All’ingresso della semplice club house c’è un cartello un po’ provocatorio e scritto a mano che dice di portarsi parecchie palline perché è il campo dove se ne perdono di più in tutto il British Columbia.
E anche quando noleggiate il set di bastoni, vi daranno una dotazione di tre palle, con il consiglio di acquistarne una ulteriore dozzina: la foresta che costeggia le buche è fittissima e impenetrabile, come tutto il Pacific Rim d’altronde. Se una palla va lì dentro, ed è facile che capiti, evitate di cercarla: non riuscireste neanche ad entrarci. Anche i passaggi tra le buche sono praticamente obbligatori, essendo impossibile tagliare il percorso. Un campo curioso che vale la visita, e non solo per gli orsi.
La visita della Vancouver Island non può che finire a Victoria, capitale del British Columbia.
Per raggiungerla da Tofino dovrete fare il percorso all’indietro fino a raggiungere nuovamente la Highway 19 e dirigervi poi a sud. Ci vorranno circa cinque ore, ma sarà un viaggio che vi permetterà di rientrare nella civiltà senza traumi perché anche qui, ancor più che a Vancouver, la vita è rilassata e facile. Nella via centrale pedonalizzata, troverete molti negozi, ma pochi degli ormai onnipresenti marchi di moda, e diversi pub ancora arredati come il secolo scorso, con sgabelli al banco e sedute in pelle. In tanti posti troverete anche band che suonano dal vivo, il che, in un mondo musicale popolato di DJ set, è molto piacevole.
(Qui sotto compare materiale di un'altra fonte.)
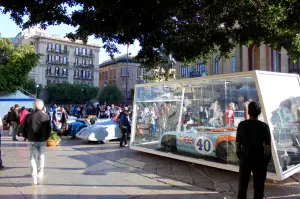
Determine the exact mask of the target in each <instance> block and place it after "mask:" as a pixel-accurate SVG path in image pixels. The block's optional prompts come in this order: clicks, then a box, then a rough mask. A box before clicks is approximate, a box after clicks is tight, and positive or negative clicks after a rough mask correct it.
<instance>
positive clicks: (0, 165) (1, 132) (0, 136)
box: [0, 130, 2, 166]
mask: <svg viewBox="0 0 300 199" xmlns="http://www.w3.org/2000/svg"><path fill="white" fill-rule="evenodd" d="M1 136H2V130H0V166H1V165H2V158H1V157H2V154H1Z"/></svg>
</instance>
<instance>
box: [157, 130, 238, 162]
mask: <svg viewBox="0 0 300 199" xmlns="http://www.w3.org/2000/svg"><path fill="white" fill-rule="evenodd" d="M235 139H236V131H235V128H227V129H226V128H219V129H207V131H198V130H197V129H196V128H192V129H190V130H188V131H181V132H177V131H170V132H166V133H164V134H163V135H162V136H161V137H160V140H159V143H158V147H159V148H161V149H164V150H166V151H170V152H172V151H173V152H174V151H183V152H185V153H190V154H192V155H195V156H198V157H204V156H210V157H214V158H218V159H220V160H222V161H226V162H232V163H235V162H238V158H237V157H236V150H235Z"/></svg>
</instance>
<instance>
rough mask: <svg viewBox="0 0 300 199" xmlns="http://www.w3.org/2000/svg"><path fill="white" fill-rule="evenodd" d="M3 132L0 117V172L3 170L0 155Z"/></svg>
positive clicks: (0, 117) (0, 116)
mask: <svg viewBox="0 0 300 199" xmlns="http://www.w3.org/2000/svg"><path fill="white" fill-rule="evenodd" d="M2 132H3V123H2V118H1V116H0V170H2V169H4V166H3V162H2V154H1V137H2Z"/></svg>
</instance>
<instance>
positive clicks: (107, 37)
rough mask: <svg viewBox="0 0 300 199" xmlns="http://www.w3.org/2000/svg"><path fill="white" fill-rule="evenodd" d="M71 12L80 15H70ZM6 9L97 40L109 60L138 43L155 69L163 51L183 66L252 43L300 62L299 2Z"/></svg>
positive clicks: (4, 9) (155, 3)
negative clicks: (267, 46) (155, 66)
mask: <svg viewBox="0 0 300 199" xmlns="http://www.w3.org/2000/svg"><path fill="white" fill-rule="evenodd" d="M67 7H73V8H74V7H75V10H74V11H73V12H72V13H71V14H70V13H68V12H67ZM1 8H2V12H3V13H10V14H11V17H12V19H14V20H15V22H16V23H17V24H18V25H20V26H22V27H23V28H27V27H29V26H32V25H38V24H39V25H41V27H43V28H46V27H47V26H48V25H59V24H61V23H64V24H68V25H71V26H74V27H76V28H77V30H76V32H74V33H70V34H68V36H69V37H70V38H73V39H77V38H80V39H83V40H84V41H86V40H87V38H88V36H91V35H94V36H95V37H96V38H101V39H102V40H103V42H104V43H105V45H104V48H105V49H106V51H107V52H108V53H109V54H110V55H113V54H114V53H116V52H118V50H117V48H116V45H115V43H119V44H127V43H128V42H131V43H132V42H133V41H134V40H138V41H139V42H140V45H141V47H142V49H141V51H140V52H139V54H138V56H137V58H138V59H141V60H143V61H146V62H149V63H148V64H150V62H151V64H152V65H155V64H156V65H157V64H159V63H160V62H161V56H159V52H158V51H159V50H158V49H159V48H161V47H162V46H163V48H164V49H165V52H166V53H167V54H171V55H172V56H173V58H175V59H176V60H177V61H181V62H192V61H195V60H196V59H207V58H208V57H209V56H210V55H211V53H213V52H215V50H218V51H219V53H220V55H221V56H228V55H229V54H230V53H231V51H232V50H233V48H234V47H235V46H236V44H241V45H250V44H251V43H256V44H258V45H259V44H261V43H264V44H266V45H268V46H271V47H273V48H274V49H276V50H279V49H281V48H282V47H284V48H285V49H286V50H287V51H288V54H289V56H290V57H292V58H294V59H295V58H299V57H300V40H299V32H300V31H299V30H300V23H299V21H300V14H299V10H300V2H299V1H297V0H252V1H249V0H226V1H224V0H177V1H173V0H164V1H161V0H147V1H140V0H126V1H125V0H99V1H90V0H48V1H39V0H27V1H18V2H17V1H11V0H2V1H1V3H0V9H1ZM41 10H43V12H41ZM0 12H1V11H0ZM25 15H28V16H29V18H28V20H27V21H23V17H24V16H25Z"/></svg>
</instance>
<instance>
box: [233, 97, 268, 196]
mask: <svg viewBox="0 0 300 199" xmlns="http://www.w3.org/2000/svg"><path fill="white" fill-rule="evenodd" d="M260 113H261V108H260V106H259V104H257V103H256V102H250V103H249V105H248V114H249V119H248V120H245V121H243V122H241V123H240V124H239V126H238V129H237V136H236V154H237V157H238V158H239V159H240V179H239V192H238V199H246V198H247V188H248V183H249V180H250V176H251V172H252V173H253V181H254V182H253V184H254V186H253V187H254V199H263V198H264V184H265V180H266V176H267V166H268V164H269V162H270V159H271V135H270V129H269V126H268V125H267V124H266V123H264V122H261V121H259V120H258V116H259V115H260Z"/></svg>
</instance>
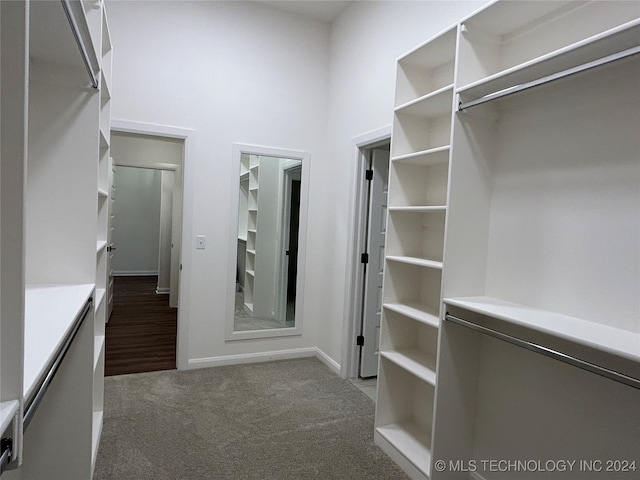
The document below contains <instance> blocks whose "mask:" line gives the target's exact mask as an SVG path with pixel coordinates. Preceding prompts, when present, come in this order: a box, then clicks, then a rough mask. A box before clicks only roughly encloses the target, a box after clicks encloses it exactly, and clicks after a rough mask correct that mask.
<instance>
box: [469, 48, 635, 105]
mask: <svg viewBox="0 0 640 480" xmlns="http://www.w3.org/2000/svg"><path fill="white" fill-rule="evenodd" d="M638 53H640V46H638V47H633V48H628V49H627V50H623V51H621V52H617V53H613V54H611V55H607V56H605V57H602V58H598V59H596V60H593V61H591V62H587V63H583V64H582V65H578V66H576V67H572V68H568V69H566V70H562V71H561V72H557V73H553V74H551V75H547V76H545V77H541V78H536V79H535V80H532V81H530V82H526V83H522V84H520V85H514V86H513V87H509V88H505V89H504V90H500V91H498V92H494V93H489V94H487V95H485V96H483V97H480V98H477V99H475V100H469V101H468V102H462V101H461V102H459V104H458V111H459V112H460V111H463V110H466V109H468V108H471V107H475V106H477V105H482V104H483V103H487V102H491V101H492V100H497V99H499V98H503V97H506V96H509V95H513V94H514V93H518V92H522V91H524V90H529V89H531V88H534V87H538V86H540V85H544V84H545V83H549V82H553V81H555V80H560V79H561V78H566V77H569V76H571V75H575V74H577V73H581V72H584V71H586V70H591V69H593V68H596V67H600V66H603V65H606V64H608V63H612V62H615V61H618V60H622V59H623V58H627V57H630V56H632V55H636V54H638Z"/></svg>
A Victoria vi raccomando di non perdere i Butchart Gardens, un giardino botanico meraviglioso di oltre 55 acri creato dalla famiglia Butchart nel 1904, e ancora oggi di loro proprietà.
Si trova una trentina di chilometri a nord della capitale, è facilmente raggiungibile in auto ed è organizzato perfettamente: parcheggi controllati, coffee shop, una tea room elegante all’interno della villa padronale, l’immancabile gift shop e cinquanta giardinieri continuamente all’opera che regalano ai visitatori un lunghissimo ma incredibile percorso fatto di fiori, piante e ambientazioni naturali. A questo punto avrete capito che “Beautiful British Columbia” sulle targhe delle auto locali non è solo un motto: è un mondo dove si vive bene.